FIVE THIS IS JUST SO COOL…
Shelly Manne, the Jackson Five, The Grammy Awards 1974. Found at Marc Myers exhaustively fascinating JazzWax blog, where it drew this note from Flip Manne, Shelly Manne’s wife. “Happy New Year! Regarding that clip of Shelly with the Jackson 5 that you posted, I was backstage with him that night at the 1974 Grammy Awards. He was on a turntable stage that was supposed to turn around as soon as they came down the ramp but it temporarily malfunctioned. As a result, he was late turning and had to come out playing with no idea where they were in the music. Shelly had amazing timing and it always saved him.” This is the only time we’ll ever hear The Jacksons cover The Staples, War and the Detroit Spinners, and how modest is Gladys Knight’s acceptance speech? Of course, Manne was the percussionist thanked for his “drumstikly pasteurized conktribution” on Tom Waits’ Small Change.

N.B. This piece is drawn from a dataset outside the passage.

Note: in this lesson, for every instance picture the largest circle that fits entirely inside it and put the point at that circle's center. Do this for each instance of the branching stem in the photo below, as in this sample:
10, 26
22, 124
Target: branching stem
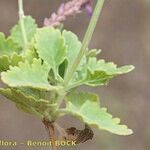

SIX YOU KNOW, I’M JUST NOT CONVINCED…
Personally, it’s usually a good friend that makes a great wine come alive, but Fiona Beckett, argued in a Guardian wine review that, “if wine is to come alive for people, it needs more of this sort of synaesthetic approach. Music, for instance, can actually change your perception of food and drink, according to research carried out by Professor Charles Spence at Somerville College, Oxford. And, as it happens, Oddbins has been pursuing this line of thought for a while now, pairing its wines with different soundtracks. The exotically smoky Cantine San Marzano from Salento is somewhat whimsically recommended with Paul Simon’s “Diamonds On The Soles Of Her Shoes”, while Samuel Delafont’s Libre Cours Rouge 2015, an exuberant blend of pinot noir and grenache, is partnered with Paul Anka’s “A Steel Guitar And A Glass Of Wine” (though, personally, I’d go for Lou Reed’s “Dirty Blvd”). [Ed’s note: try and find two more diametrically opposed songs! Guess which the line, “Give me your hungry, your tired, your poor – I’ll piss on ’em/that’s what the Statue of Bigotry says…” comes from].

Anyhow, back to Fiona: “Great Western Wine in Bath has teamed up with a company called Stylus Vinyl to pair a classic album with one of its wines. This month, they’ve matched David Bowie’s Hunky Dory with El Brindis Monsant 2014, Franck Massard’s ballsy blend of samso and garnacha. You may disagree about the appropriateness of the soundtrack, but it’s a welcome departure from seeing wine purely as a commodity, and instead start to view it as part of a broader, cultural experience.

My pairing? A cheeky Ribera Del Duero with Red Ingle and The (Un) Natural Seven, featuring the wonderful Jo Stafford – billed here as Cinderella G. Stump – taking Perry Como’s Temptation to the cleaners. My dad loved Spike Jones (along with Jonathan Winters, Bob Newhart and Stan Freeberg), so I’d always been exposed to this musical insanity. It’s not something that you need to hear often, but may be appropriate in this Inauguration Week. Hear it in the music player on the right if you dare.

SEVEN AFTER ALL THIS IDLE SCHEMING, CAN’T WE HAVE SOMETHING TO FEEL…
On the occasion of the passing of Nat Hentoff, legendary jazz writer and all round extra-ordinary fellow, Marc Myers ran an interview that he
’d done in 2009
Marc: Is there a link between jazz and justice?
Nat Hentoff: Oh sure. When Max Roach was teaching at the University of Massachusetts, I was auditing a class there. Afterward we were talking. He said, “You know, what [jazz musicians] do, each of us as individuals, is listen to one another very carefully to make this thing work. And out of that process comes a whole that has its own identity. That’s exactly what the U.S. Constitution is all about.” How right he was. Thinkers coming together to create something that has enormous purpose.